En ese caso, salvo que hubiera un acuerdo entre el PPE, encabezado por Manfred Weber que lo propone, y la extrema derecha, los populares estarían en deuda con los Socialistas y Demócratas (sobre todo tras la anterior legislatura). Un socialista estaría llamado a presidir el Consejo Europeo. Por tradición, aunque se puede romper, tiene que ser “uno de nosotros”, es decir un primer ministro o presidente sentado en la mesa del Consejo Europeo. El tapado era el portugués Costa, pero ya no estará. Con lo que las posibilidades de que sus pares le ofrecieran el cargo, que no tiene mucho poder mas sí visibilidad, a Pedro Sánchez serían elevadas. Alternativas, haylas. Un portugués, si los socialistas siguen gobernando, o el rumano Marcel Ciolacu.
Su mandato, de dos años y medio reconducible, es decir, de hecho de cinco, empezaría en noviembre. Pedro Sánchez gusta en Bruselas y en el Consejo Europeo, aunque su posicionamiento en la guerra de Gaza podría impulsar a Berlín a frenarle. Pero Sánchez lo tendría difícil para irse, con la que hay montada en España, sin un sucesor claro que pudiera mantener la actual compleja mayoría de investidura y que requeriría una nueva ratificación del Congreso. Su propia psicología del poder y de pasar a la historia no facilitarían ese paso. No obstante, es una tesis que cada vez se baraja más tanto en el seno del PP como del PSOE.
Habría que introducir otras variables, también para el líder de la oposición Núñez Feijóo, como el propio resultado de las europeas, que quiere convertir en una especie de plebiscito sobre la amnistía, de las gallegas y las vascas (con la pugna entre PNV y Bildu como eje), también en 2024, y, de las catalanas, con fecha límite en febrero de 2025 que podrían adelantarse al próximo otoño. Para el verano, previsiblemente, la Ley de Amnistía estará vigente. Habrá que ver si, como se deduce de la última encuesta del CIS, los partidos independentistas perderían la mayoría en el Parlament lo que cambiaría la situación política en Cataluña y en el conjunto de España, o no.
En 2024 hay otra elección importante, aunque en condiciones poco democráticas, que es la del presidente de Rusia. Vladimir Putin tiene todas las de ganar, pero la participación y el voto indicará si realmente una mayoría abrumadora de ciudadanos le sigue en su guerra contra Ucrania y en su política en general.
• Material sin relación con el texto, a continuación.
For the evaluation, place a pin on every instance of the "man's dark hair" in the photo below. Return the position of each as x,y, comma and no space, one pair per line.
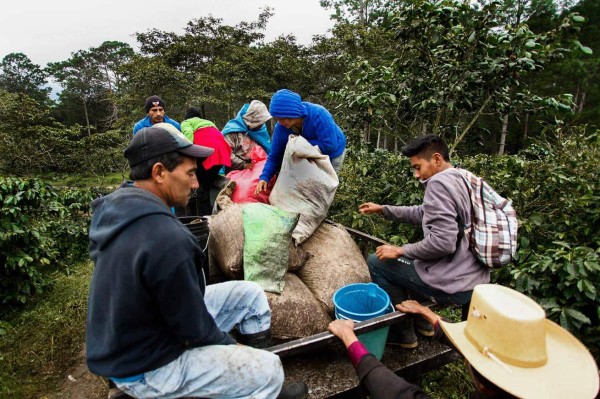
143,170
426,146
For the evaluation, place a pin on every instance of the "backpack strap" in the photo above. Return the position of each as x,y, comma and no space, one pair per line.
459,220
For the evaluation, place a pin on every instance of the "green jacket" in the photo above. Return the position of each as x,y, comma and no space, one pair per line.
189,126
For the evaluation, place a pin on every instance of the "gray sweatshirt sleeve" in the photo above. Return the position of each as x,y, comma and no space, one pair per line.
440,225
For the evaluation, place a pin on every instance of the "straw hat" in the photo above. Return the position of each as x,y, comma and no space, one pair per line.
509,341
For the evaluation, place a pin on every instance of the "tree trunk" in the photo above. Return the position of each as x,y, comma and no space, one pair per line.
503,135
581,102
87,118
470,125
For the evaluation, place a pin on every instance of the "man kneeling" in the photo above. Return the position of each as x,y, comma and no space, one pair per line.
154,328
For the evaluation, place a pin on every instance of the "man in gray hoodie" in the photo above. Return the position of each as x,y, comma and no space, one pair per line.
441,267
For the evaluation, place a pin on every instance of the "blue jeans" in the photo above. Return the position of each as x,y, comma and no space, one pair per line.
399,278
220,371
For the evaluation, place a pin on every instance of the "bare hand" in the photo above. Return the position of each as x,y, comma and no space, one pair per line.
369,207
411,306
388,252
261,186
344,330
414,307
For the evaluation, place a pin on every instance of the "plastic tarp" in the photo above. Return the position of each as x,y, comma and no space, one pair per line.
268,233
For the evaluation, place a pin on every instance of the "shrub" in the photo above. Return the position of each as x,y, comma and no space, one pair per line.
41,229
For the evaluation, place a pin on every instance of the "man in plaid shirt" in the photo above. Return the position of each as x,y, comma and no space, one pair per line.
441,267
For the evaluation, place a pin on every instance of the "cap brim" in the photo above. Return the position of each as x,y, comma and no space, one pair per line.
196,151
570,371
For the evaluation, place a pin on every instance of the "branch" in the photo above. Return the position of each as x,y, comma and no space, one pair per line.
470,125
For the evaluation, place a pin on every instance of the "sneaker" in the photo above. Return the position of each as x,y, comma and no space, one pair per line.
403,335
293,390
423,327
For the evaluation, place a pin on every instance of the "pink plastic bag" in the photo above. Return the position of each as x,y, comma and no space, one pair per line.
247,179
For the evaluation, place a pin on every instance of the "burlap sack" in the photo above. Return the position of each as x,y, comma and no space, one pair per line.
226,241
335,261
295,313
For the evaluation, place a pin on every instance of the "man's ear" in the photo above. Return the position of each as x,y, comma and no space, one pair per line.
158,172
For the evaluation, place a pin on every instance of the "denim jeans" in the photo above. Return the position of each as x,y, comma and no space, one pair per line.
220,371
400,280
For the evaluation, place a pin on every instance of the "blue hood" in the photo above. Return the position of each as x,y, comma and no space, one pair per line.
237,125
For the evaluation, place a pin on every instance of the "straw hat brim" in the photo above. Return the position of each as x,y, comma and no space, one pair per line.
570,371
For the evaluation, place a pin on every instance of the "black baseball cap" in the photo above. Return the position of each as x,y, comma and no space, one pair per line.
153,141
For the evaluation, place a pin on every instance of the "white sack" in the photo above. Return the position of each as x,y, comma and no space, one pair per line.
306,185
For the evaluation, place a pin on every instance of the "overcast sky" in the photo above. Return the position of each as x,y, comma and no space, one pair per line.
49,31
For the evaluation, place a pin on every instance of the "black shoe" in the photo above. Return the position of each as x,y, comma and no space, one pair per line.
259,340
293,390
423,327
403,334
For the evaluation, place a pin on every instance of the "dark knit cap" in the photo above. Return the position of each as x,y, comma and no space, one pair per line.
287,104
153,141
192,112
153,101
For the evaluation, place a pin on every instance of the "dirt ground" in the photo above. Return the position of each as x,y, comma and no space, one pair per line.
79,383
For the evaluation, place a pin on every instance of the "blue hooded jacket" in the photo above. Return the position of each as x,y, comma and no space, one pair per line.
146,303
318,128
237,125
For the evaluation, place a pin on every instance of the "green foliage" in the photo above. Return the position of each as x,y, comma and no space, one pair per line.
453,62
41,229
32,142
44,338
19,75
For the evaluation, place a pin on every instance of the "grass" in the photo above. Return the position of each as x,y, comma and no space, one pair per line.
44,337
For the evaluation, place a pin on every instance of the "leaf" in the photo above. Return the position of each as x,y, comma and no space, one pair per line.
530,44
577,315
Ucrania debería también tener elecciones en 2024 –presidenciales en marzo, legislativas en octubre–. Será difícil celebrarlas en condiciones de guerra y con una parte del país ocupada, pero a Zelenski le preocupa no hacerlas. Ganarlas le significaría un nuevo impulso, dentro y fuera, con una Europa en la que cada vez ganan más los contrarios a ayudar a Kiev en esta guerra. Al final serán los votos, especialmente en Estados Unidos y en Rusia, los que determinarán el futuro de una guerra que parece cada vez más estancada.
Puede que a finales de 2024 tengamos un mundo mejor o peor como resultado de algunas elecciones. Seguramente, resultará aún más complicado.